我的计算几何非常粗糙,但似乎您应该能够:

  1. 计算 Voronoi 图为你的一组好的向量。
  2. 计算图中单元格的 BSP 树

Voronoi 图将为每个好的向量提供一个 12 维凸包,其中包含最接近该向量的所有点。

BSP 树将为您提供一种快速的方法来确定向量位于哪个单元格中,从而确定它最接近哪个好的向量。

编辑:我刚刚注意到您使用的是汉明距离而不是欧几里德距离。我不确定如何调整它以适应该限制。对不起。

My computational geometry is VERY rough, but it seems that you should be able to:

  1. Calculate the Voronoi diagram for your set of good vectors.
  2. Calculate the BSP tree for the cells of the diagram.

The Voronoi diagram will give you a 12th dimensional convex hull for each good vector that contains that all the points closest to that vector.

The BSP tree will give you a fast way to determine which cell a vector lies within and, therefore, which good vector it is closest to.

EDIT: I just noticed that you are using hamming distances instead of euclidean distances. I'm not sure how this could be adapted to fit that constraint. Sorry.

梦回梦里 2024-10-10 10:38:07

假设向量的压缩表示,一次距离计算(比较一个好的向量和一个坏的向量以产生距离)可以在大约 20 个时钟周期或更短的时间内完成。因此,一百万次这样的距离计算可以在 2000 万个周期或(假设 2GHz cpu)0.01 秒内完成。这些数字有帮助吗?

PS:- 20 个周期是保守的高估。

Assuming a packed representation for the vectors, one distance computation (comparing one good vector and one bad vector to yield the distance) can be completed in roughly 20 clock cycles or less. Hence a million such distance calculations can be done in 20 million cycles or (assuming a 2GHz cpu) 0.01 sec. Do these numbers help?

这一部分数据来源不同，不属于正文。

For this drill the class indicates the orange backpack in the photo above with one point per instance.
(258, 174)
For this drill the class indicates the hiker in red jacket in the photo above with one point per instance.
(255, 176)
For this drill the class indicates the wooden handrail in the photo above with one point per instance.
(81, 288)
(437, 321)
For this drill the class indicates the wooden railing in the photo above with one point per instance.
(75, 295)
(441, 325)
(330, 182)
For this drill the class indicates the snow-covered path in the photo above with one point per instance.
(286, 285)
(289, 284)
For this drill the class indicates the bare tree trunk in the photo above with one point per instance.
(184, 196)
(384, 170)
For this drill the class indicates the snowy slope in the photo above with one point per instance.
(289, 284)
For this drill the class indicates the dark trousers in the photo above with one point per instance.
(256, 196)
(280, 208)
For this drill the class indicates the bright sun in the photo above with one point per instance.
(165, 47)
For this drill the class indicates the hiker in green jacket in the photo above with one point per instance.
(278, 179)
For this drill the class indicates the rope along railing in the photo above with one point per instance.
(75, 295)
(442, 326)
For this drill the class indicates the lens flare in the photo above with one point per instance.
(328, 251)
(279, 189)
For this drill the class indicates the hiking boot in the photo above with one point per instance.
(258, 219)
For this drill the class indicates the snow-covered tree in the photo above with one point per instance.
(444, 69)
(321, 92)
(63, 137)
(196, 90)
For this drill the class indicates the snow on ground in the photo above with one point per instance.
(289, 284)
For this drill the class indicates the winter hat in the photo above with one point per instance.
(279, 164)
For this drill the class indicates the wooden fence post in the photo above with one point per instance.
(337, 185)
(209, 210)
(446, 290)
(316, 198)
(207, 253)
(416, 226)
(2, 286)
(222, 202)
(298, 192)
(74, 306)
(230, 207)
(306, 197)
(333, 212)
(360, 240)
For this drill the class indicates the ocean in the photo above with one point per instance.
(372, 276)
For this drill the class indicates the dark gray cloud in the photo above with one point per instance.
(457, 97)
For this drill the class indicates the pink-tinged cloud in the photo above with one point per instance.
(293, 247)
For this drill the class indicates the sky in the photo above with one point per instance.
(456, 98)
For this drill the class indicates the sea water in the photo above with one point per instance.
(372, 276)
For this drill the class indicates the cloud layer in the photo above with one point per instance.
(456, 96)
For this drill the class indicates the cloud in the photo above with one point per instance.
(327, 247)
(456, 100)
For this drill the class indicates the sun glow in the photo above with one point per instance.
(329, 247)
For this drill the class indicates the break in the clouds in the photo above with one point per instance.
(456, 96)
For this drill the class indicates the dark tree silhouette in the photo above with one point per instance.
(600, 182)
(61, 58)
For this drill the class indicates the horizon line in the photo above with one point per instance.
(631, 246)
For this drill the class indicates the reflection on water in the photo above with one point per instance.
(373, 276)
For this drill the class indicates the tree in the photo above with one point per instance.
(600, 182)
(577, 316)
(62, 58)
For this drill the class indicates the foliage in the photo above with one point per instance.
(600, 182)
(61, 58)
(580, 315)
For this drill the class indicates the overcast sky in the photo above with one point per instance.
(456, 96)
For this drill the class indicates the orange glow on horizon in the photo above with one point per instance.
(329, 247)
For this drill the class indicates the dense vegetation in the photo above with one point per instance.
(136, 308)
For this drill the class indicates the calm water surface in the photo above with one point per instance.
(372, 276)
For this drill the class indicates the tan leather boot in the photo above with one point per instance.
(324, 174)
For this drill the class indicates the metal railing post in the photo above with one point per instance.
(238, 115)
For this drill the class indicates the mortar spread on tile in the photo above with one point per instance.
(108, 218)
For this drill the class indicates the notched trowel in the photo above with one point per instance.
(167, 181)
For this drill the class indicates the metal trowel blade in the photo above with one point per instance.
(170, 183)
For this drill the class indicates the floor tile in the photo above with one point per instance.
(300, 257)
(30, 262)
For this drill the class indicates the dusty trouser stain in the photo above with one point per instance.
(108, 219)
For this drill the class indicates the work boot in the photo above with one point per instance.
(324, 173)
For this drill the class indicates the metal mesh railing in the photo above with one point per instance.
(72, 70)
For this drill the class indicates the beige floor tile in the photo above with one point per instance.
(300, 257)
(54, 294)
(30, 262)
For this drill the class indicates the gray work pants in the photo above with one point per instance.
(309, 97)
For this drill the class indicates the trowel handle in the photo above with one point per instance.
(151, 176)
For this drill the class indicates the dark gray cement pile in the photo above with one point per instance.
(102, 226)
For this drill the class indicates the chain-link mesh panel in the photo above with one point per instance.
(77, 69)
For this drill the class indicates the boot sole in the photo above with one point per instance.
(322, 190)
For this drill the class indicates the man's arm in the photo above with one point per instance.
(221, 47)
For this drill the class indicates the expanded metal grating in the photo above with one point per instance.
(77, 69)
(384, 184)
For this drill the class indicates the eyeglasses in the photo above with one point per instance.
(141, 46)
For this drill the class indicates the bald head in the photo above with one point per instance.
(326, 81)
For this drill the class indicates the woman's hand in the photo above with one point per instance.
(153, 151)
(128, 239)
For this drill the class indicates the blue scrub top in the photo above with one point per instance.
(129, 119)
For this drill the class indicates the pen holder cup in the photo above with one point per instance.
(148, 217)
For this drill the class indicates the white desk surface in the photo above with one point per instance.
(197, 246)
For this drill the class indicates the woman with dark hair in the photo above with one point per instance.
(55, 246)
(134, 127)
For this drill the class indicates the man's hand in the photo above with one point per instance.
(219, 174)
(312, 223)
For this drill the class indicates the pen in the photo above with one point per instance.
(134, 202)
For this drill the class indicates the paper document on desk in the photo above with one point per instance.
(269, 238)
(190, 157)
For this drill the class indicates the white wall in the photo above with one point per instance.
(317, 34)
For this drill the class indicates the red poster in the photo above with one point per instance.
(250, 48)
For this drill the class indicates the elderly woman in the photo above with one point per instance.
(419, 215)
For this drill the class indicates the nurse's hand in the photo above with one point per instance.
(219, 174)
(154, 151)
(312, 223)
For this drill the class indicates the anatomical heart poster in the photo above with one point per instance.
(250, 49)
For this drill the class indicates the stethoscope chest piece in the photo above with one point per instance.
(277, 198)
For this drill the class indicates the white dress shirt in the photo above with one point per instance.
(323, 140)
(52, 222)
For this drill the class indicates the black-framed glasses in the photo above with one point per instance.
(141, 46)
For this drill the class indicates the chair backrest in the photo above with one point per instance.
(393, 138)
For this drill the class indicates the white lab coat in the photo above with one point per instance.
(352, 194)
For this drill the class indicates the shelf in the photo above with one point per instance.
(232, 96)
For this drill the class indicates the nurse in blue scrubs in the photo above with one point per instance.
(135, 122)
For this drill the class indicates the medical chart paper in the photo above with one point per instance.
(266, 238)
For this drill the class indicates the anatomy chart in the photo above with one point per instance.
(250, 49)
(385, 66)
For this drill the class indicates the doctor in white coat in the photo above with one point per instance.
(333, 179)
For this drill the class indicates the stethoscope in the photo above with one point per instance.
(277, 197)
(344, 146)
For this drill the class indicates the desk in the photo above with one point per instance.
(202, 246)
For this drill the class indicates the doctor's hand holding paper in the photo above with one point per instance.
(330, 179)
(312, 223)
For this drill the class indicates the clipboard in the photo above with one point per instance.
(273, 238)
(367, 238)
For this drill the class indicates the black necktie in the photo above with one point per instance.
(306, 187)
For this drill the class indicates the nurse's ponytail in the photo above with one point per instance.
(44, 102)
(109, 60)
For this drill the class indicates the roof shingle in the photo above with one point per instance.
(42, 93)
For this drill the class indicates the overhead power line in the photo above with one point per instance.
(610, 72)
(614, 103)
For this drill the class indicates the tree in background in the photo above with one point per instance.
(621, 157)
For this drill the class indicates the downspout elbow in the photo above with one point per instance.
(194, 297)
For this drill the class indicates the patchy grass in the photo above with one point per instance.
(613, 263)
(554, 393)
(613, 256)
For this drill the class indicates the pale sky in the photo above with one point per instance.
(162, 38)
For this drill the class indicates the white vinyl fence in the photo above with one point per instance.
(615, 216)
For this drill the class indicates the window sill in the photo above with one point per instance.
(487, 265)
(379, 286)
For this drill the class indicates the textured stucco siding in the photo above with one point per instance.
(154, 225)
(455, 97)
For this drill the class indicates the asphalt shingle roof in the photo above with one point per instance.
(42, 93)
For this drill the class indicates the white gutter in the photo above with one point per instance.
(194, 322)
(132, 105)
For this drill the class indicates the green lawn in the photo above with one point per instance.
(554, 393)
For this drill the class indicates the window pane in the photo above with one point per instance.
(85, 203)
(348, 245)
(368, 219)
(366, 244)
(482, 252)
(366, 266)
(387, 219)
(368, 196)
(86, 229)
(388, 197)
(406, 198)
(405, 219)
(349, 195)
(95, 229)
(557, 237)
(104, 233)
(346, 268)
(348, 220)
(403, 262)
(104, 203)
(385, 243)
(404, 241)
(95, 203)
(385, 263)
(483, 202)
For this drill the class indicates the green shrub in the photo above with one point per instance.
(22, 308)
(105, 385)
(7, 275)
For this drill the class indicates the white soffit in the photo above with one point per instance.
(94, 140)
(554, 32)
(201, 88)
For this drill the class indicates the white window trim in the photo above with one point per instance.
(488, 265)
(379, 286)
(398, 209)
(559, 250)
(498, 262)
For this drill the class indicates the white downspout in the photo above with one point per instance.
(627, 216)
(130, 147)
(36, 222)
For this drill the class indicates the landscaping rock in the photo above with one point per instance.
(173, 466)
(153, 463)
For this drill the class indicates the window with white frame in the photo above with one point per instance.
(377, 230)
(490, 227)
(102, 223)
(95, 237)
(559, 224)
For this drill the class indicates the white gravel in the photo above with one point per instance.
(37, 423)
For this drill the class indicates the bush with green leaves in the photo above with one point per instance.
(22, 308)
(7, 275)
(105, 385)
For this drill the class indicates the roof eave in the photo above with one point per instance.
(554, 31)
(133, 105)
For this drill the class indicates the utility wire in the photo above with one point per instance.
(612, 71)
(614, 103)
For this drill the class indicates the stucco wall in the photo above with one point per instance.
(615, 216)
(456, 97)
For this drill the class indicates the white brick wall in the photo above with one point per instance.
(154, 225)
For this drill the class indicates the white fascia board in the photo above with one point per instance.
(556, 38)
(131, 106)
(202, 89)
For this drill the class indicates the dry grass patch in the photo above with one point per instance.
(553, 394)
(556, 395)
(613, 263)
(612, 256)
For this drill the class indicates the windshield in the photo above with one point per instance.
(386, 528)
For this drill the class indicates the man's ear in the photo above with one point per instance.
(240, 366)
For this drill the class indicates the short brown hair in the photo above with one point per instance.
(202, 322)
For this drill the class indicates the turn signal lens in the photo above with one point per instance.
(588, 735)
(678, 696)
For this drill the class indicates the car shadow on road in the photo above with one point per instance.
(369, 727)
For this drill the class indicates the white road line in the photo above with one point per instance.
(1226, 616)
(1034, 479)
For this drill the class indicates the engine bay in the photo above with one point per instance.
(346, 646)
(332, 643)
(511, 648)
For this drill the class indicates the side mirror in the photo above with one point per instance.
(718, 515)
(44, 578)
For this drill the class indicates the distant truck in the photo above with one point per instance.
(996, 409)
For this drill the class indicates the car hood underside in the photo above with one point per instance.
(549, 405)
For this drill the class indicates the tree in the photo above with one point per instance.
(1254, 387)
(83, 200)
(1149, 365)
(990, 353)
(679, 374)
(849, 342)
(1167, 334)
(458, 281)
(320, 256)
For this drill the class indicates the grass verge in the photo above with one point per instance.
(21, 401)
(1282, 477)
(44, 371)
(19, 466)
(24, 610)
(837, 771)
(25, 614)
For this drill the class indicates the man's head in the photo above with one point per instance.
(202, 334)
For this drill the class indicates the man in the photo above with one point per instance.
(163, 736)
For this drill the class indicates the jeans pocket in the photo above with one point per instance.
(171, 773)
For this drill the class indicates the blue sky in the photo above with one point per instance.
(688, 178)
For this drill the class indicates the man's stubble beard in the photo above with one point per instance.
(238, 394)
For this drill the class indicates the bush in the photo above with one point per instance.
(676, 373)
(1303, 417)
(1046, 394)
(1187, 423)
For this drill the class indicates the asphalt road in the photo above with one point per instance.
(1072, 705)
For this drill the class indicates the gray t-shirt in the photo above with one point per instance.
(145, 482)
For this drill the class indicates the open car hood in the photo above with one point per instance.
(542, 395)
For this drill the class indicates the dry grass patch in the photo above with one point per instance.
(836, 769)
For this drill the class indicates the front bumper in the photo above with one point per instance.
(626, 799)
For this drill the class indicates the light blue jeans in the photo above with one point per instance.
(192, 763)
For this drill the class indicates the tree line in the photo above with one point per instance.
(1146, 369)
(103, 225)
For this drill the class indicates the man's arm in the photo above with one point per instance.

PS:- 20 cycles is a conservative overestimate.

情丝乱 2024-10-10 10:38:06

为了正确看待事情,并确保没有优化不必要的事情,没有任何优化的蛮力方法在我的机器上需要 12 秒。

Mathematica 中的代码:

bad = Table[RandomInteger[5, 12], {1000}];
good = Table[RandomInteger[2, 12], {1000}];
distance[a_, b_] := Total[Sign@Abs[a - b]];

bestMatch = #[[2]] & /@ 
   Position[
    Table[Ordering@
      Table[distance[good[[j]], bad[[i]]], {j, Length@good}], {i, 
      Length@bad}], 1] // Timing

正如您所料,时间遵循 O(n^2) 法则:

alt text

Just to keep the things in perspective, and be sure you are not optimizing unnecessary things, the brute force approach without any optimization takes 12 seconds in my machine.

Code in Mathematica:

bad = Table[RandomInteger[5, 12], {1000}];
good = Table[RandomInteger[2, 12], {1000}];
distance[a_, b_] := Total[Sign@Abs[a - b]];

bestMatch = #[[2]] & /@ 
   Position[
    Table[Ordering@
      Table[distance[good[[j]], bad[[i]]], {j, Length@good}], {i, 
      Length@bad}], 1] // Timing

As you may expect, the Time follows a O(n^2) law:

alt text

爱的那么颓废 2024-10-10 10:38:06

这听起来很像拼写检查器必须做的事情。诀窍通常是滥用tries

您可以做的最基本的事情是在好的向量上构建一个特里树,然后进行洪水填充,优先考虑几乎没有不匹配的分支。当附近有一个向量时,这会非常快,而当最近的向量很远时,就会退化为暴力。不错。

但我认为你可以做得更好。共享相同前缀的坏向量将执行相同的初始分支工作,因此我们也可以尝试共享它。因此,我们还对坏向量构建了一个特里树,并一次性将它们全部完成。

不能保证这是正确的,因为算法和代码都超出了我的想象:

var goodTrie = new Trie(goodVectors)
var badTrie = new Trie(badVectors)
var result = new Map<Vector, Vector>()
var pq = new PriorityQueue(x => x.error)
pq.add(new {good: goodTrie, bad: badTrie, error: 0})
while pq.Count > 0
  var g,b,e = q.Dequeue()
  if b.Count == 0: 
      //all leafs of this path have been removed
      continue
  if b.IsLeaf:
      //we have found a mapping with minimum error for this bad item
      result[b.Item] = g.Item
      badTrie.remove(b) //prevent redundant results
  else:
      //We are zipping down the tries. Branch to all possibilities.
      q.EnqueueAll(from i in {0,1,2}
                   from j in {0,1,2}
                   select new {good: g[i], bad: b[j], error: e + i==j ? 0 : 1})

return result   

最终的优化可能是对向量重新排序,以便不良向量之间高度一致的位置排在第一位并分担更多工作。

This sounds a lot like what spellcheckers have to do. The trick is generally to abuse tries.

The most basic thing you can do is build a trie over the good vectors, then do a flood-fill prioritizing branches with few mismatches. This will be very fast when there is a nearby vector, and degenerate to brute force when the closest vector is very far away. Not bad.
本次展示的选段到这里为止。